Monday, October 8, 2012

Converting Adobe Photoshop ACV to LUT for color grading

So, what does this even mean and what’s its purpose? First, ACV is the Adobe Photoshop curves file format, which stores color mapping information. An artist can easily create an .acv preset, which can drastically change the mood and color tone of the image. Second, LUT is just a look-up table, in our case a small 3D space which maps a RGB color to another RGB color. LUTs can be effectively used for nice and cheap post processing.

An identity LUT

Basically, ACV and LUT are both the same thing, represented differently. Only the latter is usable in real-time rendering applications at negligible costs, though. Now that we understand the problem we’re solving, let’s take a look at

The theory

An .acv preset (generally) contains curves for each color component - red, green and blue. A curve is just a function f : X -> X, where the domain(and co-domain) is the integers in the interval [0, 255]. The curve is defined by a number of control points which change its shape. Here’s a little more graphical explanation (you can find the curve editor in Image -> Adjustments -> Curves):

Photoshop curve editor

This image shows the mapping of the blue channel. For example, every color that has a blue component of 210 will be transformed to a color with blue component of 116. You can adjust the curves for the red and green channels, too, giving you full control. There is also a master RGB curve which is applied after the individual channel curves. For example, if the master curve maps a value of 116 to 80, the cumulative result of the blue curve and the master curve will be a mapping of 210 to 80 for the blue channel.

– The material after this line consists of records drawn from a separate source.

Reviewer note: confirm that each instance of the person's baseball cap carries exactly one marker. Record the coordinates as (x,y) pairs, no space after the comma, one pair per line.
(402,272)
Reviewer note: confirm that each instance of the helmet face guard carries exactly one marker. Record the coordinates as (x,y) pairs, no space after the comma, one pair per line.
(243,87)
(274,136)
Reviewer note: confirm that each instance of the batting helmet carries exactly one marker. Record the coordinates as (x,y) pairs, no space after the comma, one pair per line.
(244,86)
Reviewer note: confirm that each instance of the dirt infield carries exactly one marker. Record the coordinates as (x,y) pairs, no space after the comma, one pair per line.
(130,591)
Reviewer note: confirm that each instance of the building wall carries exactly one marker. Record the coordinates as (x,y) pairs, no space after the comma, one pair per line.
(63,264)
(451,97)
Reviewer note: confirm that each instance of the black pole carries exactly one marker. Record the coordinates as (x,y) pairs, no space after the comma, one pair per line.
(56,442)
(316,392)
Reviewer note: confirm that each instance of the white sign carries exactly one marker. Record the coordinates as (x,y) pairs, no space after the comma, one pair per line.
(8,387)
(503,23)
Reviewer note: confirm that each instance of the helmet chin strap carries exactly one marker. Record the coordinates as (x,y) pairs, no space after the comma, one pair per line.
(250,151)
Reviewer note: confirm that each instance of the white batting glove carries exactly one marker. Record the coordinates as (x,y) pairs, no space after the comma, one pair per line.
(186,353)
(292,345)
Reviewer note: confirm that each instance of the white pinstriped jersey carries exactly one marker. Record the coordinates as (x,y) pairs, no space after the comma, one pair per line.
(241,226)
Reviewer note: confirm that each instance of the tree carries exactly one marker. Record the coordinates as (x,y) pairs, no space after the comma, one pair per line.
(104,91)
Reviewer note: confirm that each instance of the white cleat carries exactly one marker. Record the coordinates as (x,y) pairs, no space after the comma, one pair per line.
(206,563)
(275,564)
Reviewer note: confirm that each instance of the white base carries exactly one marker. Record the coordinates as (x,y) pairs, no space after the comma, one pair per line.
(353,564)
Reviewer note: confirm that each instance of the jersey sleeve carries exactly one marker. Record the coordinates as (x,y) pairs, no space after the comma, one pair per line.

Before we do anything further, we should first understand the information stored in the preset. Adobe has been kind enough to publish the specifications of the .acv file format.

Length
Description
2
Version ( = 1 or = 4)
2
Count of curves in the file.
The following is the data for each curve specified by count above
2
Count of points in the curve (short integer from 2...19)
point count * 4
Curve points. Each curve point is a pair of short integers where the first number is the output value (vertical coordinate on the Curves dialog graph) and the second is the input value. All coordinates have range 0 to 255.

Pretty straight-forward.

The question now is “how do we convert that curve to a lookup table”. The curve is defined completely by a finite set of points, so we can paraphrase the question as “how do we obtain a polynomial that passes through a number of predefined points”. And that’s where numerical analysis comes in handy. There are various methods for doing that, such as cubic spline interpolation or interpolation using Lagrange polynomials. They both work fine and I chose to use spline interpolation since it came to mind first. I’ll spare you the details, but you can find an explanation on cubic spline interpolation in any numerical analysis book or in the Wikipedia article.

The implementation

Now that we have our polynomial we have to make the LUT we’re talking about. But how big should it be? 256^3? That’s 64MB for 32-bit color, totally unacceptable! As stated by Kaplanyan in his CryEngine 3 talk at Siggraph 2010, 16^3 seems to be enough and from my experiments I tend to agree with that claim. That brings the memory footprint down to just 16KB for a single LUT!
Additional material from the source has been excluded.